Und weiter: „Wir sind ein multikultureller Verein mit aktiven Vereinsmitgliedern aus vielen Nationalitäten. Gerade deswegen sind wir sehr aufmerksam, wenn es um Diskriminierung geht. Vorwürfe gegen Frau Demirbüken-Wegner, sie sei ausländerfeindlich oder gar
rechtsradikal, sind an Unsinnigkeit und Frechheit nicht zu übertreffen.“

Aufruf zum Dialog

Einen ähnlichen Tenor hat der Offene Brief der Afghanischen Gemeinde in Reinickendorf. Die Vorwürfe des Rechtspopulismus und der mangelnden Fachkompetenz seien unbegründet. „Gerade als CDU-Politikerin mit türkischem Migrationshintergrund kennt sie die Nöte und Anliegen der islamischen Gemeinden und setzt sich nachdrückliuch für deren Belange ein und versucht zu vermitteln“, heißt es in dem Schreiben.

Die Gemeinde bittet „alle demokratischen Parteien in der BVV Reinickendorf,
ihren Dialog wieder miteinander aufzunehmen, da wir ein voll funktionierendes Rathaus und feste Ansprechpartner im Bezirksamt benötigen.“

In einem Offenen Brief stellen sich zudem 81 Unternehmer aus Reinickendorf hinter die Kandidatin Emine Demirbüken-Wegner. „In unserem Bezirk wie in unseren Wirtschaftskreisen ist der Anteil von Menschen mit Migrationsgeschichte signifikant“, heißt es in dem Brief. „Deren Empfindlichkeiten steigen. Wir alle wünschen uns, dass auch im Bezirksamt Reinickendorf die ethnische Vielfalt unserer Wirtschaft abgebildet werden kann.“

CDU hält an Kandidatin fest

Die eigentlichen Adressaten der Offenen Briefe sind die Fraktionen von SPD, Grünen und FDP. Die Linke-Fraktion hat angekündigt, Demirbüken-Wegner ins Bezirksamt zu wählen. Die CDU-Fraktion hält an der Kandidatin fest.

Die Ampel-Fraktionen hatten ihre Ablehnung unter anderem mit einem Wahlkampfflyer der 60-Jährigen im Vorfeld der Abgeordnetenhauswahl begründet. Dieser habe sich gegen die geplante Modulare Unterkunft (MUF) für Geflüchtete am Paracelsus-Bad gerichtet, hieß es. Auf dessen Titelbild habe das Paracelsus-Bad gebrannt, zudem sei ein Hammer mit der Inschrift „MUF“ darauf zu sehen gewesen.

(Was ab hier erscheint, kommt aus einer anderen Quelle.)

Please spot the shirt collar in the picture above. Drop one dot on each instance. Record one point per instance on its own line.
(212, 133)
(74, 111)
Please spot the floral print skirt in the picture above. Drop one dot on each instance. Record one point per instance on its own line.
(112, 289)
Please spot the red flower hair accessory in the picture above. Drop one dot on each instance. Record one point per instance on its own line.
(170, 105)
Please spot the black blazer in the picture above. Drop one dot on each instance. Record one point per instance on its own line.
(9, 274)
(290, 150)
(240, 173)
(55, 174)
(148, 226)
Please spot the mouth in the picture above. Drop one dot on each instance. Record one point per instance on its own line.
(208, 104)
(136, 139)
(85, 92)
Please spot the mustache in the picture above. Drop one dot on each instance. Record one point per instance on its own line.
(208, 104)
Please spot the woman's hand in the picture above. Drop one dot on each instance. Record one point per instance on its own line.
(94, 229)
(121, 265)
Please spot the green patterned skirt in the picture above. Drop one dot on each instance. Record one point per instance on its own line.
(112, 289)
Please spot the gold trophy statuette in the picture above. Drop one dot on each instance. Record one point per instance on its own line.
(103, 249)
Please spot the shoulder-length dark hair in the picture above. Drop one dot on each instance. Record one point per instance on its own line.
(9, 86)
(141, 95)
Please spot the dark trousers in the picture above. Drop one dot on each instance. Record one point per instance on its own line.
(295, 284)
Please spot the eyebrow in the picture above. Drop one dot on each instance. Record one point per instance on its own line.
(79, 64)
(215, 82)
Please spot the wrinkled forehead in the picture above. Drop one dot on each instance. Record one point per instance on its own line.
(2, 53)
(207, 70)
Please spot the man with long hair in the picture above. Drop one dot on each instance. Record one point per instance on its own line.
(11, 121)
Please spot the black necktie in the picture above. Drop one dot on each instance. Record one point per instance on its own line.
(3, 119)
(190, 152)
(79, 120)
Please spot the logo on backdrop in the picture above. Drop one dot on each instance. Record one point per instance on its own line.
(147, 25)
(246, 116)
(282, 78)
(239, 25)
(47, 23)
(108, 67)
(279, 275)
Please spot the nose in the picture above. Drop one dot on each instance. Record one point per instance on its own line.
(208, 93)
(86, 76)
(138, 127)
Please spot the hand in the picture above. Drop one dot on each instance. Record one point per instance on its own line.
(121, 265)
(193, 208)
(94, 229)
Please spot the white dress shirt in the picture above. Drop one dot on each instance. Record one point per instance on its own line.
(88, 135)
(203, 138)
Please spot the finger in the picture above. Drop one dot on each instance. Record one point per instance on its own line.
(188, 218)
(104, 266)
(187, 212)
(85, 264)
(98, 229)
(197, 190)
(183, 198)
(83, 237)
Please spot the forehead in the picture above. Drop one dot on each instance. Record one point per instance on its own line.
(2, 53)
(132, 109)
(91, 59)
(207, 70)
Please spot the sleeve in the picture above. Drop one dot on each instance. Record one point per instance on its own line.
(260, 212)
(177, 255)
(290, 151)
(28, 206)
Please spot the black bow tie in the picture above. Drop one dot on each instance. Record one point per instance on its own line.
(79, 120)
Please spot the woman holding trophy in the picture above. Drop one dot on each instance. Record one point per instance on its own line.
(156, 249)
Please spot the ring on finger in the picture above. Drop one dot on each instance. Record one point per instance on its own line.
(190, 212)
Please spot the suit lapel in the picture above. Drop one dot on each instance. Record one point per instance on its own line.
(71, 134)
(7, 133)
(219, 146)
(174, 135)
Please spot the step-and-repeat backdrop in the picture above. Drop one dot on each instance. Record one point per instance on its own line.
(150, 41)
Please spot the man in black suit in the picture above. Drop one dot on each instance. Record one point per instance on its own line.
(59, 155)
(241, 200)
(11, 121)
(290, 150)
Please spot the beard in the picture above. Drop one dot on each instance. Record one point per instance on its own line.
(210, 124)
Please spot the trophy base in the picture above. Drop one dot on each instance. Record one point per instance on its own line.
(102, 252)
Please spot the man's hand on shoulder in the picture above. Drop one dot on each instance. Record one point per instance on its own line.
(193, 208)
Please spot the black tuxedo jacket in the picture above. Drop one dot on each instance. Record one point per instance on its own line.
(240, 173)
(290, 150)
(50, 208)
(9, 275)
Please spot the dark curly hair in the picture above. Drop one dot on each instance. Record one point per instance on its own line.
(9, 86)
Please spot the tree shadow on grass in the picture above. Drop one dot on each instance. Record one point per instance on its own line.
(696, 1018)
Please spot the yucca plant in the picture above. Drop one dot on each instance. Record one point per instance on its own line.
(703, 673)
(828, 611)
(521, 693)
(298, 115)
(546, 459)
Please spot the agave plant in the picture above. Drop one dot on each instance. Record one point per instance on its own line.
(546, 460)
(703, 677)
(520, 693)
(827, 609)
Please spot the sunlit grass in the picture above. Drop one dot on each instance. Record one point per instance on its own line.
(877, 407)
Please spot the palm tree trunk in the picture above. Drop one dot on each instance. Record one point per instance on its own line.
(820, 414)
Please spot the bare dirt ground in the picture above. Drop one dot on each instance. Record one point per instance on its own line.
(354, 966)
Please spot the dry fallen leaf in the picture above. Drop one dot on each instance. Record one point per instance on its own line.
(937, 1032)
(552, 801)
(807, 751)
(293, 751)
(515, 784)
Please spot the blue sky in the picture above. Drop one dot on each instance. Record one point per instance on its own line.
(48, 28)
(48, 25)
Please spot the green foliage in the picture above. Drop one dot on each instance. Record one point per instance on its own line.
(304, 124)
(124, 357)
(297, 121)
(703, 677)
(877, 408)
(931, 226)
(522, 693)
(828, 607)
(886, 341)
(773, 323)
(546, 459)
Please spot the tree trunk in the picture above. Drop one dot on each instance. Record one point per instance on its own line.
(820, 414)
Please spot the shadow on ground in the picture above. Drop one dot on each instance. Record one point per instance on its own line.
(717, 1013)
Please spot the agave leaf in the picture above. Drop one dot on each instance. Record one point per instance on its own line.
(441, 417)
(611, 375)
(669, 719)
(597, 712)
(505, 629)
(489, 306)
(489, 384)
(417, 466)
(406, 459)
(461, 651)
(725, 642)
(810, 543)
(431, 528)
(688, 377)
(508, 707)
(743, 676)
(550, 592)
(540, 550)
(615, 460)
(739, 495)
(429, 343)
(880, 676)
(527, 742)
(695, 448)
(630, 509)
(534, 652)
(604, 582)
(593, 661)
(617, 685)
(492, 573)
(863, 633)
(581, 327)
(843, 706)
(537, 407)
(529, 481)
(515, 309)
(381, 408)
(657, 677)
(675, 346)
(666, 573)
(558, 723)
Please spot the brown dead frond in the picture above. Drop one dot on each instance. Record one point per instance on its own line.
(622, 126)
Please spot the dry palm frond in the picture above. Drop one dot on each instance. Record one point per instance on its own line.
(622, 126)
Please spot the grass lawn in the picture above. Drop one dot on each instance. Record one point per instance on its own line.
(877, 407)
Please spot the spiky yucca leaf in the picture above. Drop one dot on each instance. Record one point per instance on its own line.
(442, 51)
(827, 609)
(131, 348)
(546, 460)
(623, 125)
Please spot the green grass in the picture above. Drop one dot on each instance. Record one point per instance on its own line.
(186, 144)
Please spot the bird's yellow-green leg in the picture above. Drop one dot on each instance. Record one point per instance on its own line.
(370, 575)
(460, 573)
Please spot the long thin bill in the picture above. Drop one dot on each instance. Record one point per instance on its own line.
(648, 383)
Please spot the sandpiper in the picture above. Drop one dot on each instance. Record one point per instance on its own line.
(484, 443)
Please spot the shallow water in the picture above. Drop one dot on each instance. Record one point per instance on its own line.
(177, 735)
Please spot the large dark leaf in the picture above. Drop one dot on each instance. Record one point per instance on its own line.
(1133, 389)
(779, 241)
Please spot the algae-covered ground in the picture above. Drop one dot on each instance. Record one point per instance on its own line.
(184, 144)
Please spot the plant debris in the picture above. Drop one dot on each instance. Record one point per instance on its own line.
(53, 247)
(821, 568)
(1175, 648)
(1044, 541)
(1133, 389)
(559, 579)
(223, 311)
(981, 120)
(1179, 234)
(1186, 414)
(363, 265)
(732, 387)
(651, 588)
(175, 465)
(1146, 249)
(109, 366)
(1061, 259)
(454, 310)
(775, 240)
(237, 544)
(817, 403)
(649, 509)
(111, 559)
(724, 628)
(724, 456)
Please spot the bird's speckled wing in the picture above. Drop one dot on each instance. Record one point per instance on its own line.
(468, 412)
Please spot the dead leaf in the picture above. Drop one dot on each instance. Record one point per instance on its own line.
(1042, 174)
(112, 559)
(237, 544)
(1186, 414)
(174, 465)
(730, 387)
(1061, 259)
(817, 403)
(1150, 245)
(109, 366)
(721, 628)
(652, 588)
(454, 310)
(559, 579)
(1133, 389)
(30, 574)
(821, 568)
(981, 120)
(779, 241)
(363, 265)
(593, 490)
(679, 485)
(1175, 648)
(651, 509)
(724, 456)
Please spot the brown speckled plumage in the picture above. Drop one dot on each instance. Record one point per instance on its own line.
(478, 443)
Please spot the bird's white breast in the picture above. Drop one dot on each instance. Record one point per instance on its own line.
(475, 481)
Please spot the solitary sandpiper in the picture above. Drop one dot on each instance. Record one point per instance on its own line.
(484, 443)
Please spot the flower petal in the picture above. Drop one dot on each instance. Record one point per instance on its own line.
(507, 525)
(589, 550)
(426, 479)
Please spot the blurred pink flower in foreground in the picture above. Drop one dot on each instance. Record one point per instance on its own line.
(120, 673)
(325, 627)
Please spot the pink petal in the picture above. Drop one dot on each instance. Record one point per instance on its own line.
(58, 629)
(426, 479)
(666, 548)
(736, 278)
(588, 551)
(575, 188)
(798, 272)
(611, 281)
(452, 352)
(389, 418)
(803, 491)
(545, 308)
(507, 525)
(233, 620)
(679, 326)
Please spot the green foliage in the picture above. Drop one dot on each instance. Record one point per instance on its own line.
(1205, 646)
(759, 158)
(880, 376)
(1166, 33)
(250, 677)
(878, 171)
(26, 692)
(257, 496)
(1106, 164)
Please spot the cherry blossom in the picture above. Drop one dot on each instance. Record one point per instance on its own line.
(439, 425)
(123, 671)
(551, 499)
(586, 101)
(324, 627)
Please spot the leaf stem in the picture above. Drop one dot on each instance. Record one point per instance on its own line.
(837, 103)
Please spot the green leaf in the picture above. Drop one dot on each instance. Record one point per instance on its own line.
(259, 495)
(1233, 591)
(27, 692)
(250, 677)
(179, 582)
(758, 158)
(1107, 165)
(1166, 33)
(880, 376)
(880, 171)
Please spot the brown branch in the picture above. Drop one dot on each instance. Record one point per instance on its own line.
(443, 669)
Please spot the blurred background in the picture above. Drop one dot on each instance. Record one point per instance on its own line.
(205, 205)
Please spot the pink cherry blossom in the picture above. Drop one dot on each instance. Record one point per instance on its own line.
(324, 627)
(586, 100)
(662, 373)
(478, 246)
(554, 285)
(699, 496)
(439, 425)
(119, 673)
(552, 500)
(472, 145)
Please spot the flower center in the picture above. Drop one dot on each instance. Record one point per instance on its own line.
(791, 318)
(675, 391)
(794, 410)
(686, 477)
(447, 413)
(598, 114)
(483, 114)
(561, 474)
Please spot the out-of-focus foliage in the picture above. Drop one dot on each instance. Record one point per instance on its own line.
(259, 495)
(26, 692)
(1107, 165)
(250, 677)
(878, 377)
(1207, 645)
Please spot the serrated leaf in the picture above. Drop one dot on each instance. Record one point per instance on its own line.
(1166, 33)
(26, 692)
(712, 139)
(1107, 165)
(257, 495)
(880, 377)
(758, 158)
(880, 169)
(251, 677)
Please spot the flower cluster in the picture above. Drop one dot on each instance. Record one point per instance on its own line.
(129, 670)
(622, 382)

Wer eine derartige Stimmungsmache betreibe, könne keine führende Rolle im Bezirksamt spielen, so die Ampel-Fraktionen.

Demirbüken-Wegner schweigt

Demirbüken-Wegner, die bei der Abgeordnetenhauswahl ihr Mandat einbüßte, hat sich bislang nicht direkt zu den Flyern geäußert. In der besagten Rede vor den Bezirksverordneten erklärte sie, den – in ihrem ehemaligen Wahlkreis gelegenen MUF-Standort – öffentlich kritisiert, aber auch alternative Standorte genannt zu haben. Niemals habe sie sich rassistisch geäußert oder solche Meinungen unterstützt. Auch in den Offenen Briefen bleibt der Flyer unerwähnt.

Auch innerhalb der SPD wird eine MUF am Parecelsus-Bad kritisch gesehen, unter anderem aus Gründes des Denkmalschutzes. Die BVV Reinickendorf sprach sich in einem Beschluss gegen diesen Standort aus.

Wahl am 12. Januar?

Was die neue Bewertung der Lage aufseiten der SPD-Fraktion ergeben hat, ist offen. SPD-Fraktionschef Marco Käber ließ eine Anfrage dieser Zeitung unbeantwortet. Die nächste Sitzung der BVV – und damit wohl auch ein weiterer Wahlvorgang – ist am 12. Januar.